A pH/GSH Dual‐Responsive Triple Synergistic Bimetallic Nanocatalyst for Enhanced Tumor Chemodynamic Therapy

Abstract Chemodynamic therapy (CDT) has garnered significant attention in the field of tumor therapy due to its ability to convert overexpressed hydrogen peroxide (H 2 O 2 ) in tumors into highly toxic hydroxyl radicals (•OH) through metal ion‐mediated catalysis. However, the effectiveness of CDT is hindered by low catalyst efficiency, insufficient intra‐tumor H 2 O 2 level, and excessive glutathione (GSH).

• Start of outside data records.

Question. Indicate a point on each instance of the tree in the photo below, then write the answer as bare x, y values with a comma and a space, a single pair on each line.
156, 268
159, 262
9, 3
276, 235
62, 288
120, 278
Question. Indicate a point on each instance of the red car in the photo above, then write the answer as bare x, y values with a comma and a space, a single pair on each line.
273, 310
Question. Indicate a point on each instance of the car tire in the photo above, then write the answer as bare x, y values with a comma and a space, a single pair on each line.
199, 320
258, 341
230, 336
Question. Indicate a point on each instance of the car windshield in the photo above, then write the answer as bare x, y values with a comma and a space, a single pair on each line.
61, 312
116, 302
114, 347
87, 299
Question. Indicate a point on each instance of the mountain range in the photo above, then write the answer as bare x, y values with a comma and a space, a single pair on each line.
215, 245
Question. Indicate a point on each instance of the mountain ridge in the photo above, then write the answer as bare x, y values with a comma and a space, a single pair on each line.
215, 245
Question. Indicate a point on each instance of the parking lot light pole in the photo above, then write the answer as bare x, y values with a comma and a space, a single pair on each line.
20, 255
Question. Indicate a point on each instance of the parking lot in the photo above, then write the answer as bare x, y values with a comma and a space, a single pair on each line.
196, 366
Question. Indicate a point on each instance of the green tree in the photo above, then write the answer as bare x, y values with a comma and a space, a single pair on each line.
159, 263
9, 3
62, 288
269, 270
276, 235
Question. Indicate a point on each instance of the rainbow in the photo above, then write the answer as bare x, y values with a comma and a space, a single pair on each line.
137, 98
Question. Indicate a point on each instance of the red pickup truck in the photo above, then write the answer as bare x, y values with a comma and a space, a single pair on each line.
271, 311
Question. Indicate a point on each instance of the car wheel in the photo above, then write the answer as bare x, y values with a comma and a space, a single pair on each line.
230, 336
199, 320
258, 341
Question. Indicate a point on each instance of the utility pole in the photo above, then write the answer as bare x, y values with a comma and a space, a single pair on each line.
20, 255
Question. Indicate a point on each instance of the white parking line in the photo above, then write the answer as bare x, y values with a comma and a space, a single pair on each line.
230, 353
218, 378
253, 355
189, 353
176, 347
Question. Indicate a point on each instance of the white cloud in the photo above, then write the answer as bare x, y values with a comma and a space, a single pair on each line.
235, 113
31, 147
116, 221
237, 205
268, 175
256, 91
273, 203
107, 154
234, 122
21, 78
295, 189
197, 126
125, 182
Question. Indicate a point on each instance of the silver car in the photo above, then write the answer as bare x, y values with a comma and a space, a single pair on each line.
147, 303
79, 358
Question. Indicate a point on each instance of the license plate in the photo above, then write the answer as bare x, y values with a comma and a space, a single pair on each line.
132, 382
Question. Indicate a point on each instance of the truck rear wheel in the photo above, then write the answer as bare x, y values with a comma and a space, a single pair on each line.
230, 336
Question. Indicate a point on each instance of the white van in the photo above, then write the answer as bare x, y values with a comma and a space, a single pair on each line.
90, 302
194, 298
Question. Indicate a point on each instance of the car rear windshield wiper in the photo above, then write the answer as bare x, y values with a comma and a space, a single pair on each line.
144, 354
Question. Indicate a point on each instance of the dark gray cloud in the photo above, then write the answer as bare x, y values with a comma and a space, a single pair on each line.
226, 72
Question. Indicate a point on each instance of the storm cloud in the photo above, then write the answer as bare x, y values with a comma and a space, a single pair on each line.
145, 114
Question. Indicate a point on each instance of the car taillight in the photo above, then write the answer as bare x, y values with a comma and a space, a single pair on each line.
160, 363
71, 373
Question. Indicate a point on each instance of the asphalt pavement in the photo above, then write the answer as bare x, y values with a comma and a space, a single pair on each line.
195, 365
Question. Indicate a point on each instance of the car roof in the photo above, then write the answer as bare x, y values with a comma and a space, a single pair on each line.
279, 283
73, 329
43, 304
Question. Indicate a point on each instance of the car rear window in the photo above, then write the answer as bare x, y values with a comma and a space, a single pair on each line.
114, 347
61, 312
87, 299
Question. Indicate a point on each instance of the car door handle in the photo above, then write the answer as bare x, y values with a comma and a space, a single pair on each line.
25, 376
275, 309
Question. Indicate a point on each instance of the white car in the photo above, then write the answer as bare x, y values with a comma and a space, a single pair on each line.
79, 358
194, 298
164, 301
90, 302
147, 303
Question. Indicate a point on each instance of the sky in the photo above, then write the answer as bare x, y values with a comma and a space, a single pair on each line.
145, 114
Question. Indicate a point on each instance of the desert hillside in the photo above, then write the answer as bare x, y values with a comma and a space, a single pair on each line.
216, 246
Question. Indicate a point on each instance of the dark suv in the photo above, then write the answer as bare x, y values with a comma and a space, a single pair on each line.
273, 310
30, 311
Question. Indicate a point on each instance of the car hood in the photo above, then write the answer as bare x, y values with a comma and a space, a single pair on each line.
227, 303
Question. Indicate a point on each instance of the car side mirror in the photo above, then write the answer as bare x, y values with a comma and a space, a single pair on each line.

In this study, a pH/GSH dual responsive bimetallic nanocatalytic system (CuFeMOF@GOx@Mem) is developed by modifying red blood cell membranes onto glucose oxidase (GOx)‐loaded Fe‐Cu bimetallic MOFs, enhancing the efficacy of CDT through a triple‐enhanced way by H 2 O 2 self‐supply, catalysts self‐cycling, and GSH self‐elimination. Upon accumulation in tumor tissues facilitated by the red blood cell membrane, the GOx initiates a reaction with glucose to generate H 2 O 2 and gluconic acid in situ. Subsequently, the reduced pH triggers the release of Fe 3+ and Cu 2+ from CuFeMOF@GOx@Mem, which is immediately turned into Fe 2+ and Cu + by GSH, activating the Fe 2+ ‐mediated Fenton reaction. More importantly, Cu + can also act as an accelerator of Fe 3+ /Fe 2+ conversion, meanwhile, the generated Cu 2+ can be further reduced to Cu + by GSH. Consequently, sustained accumulation of H 2 O 2 and Fe 2+ as well as sustained elimination of GSH are achieved simultaneously, providing a unique approach for improving the anti‐tumor ability of CDT.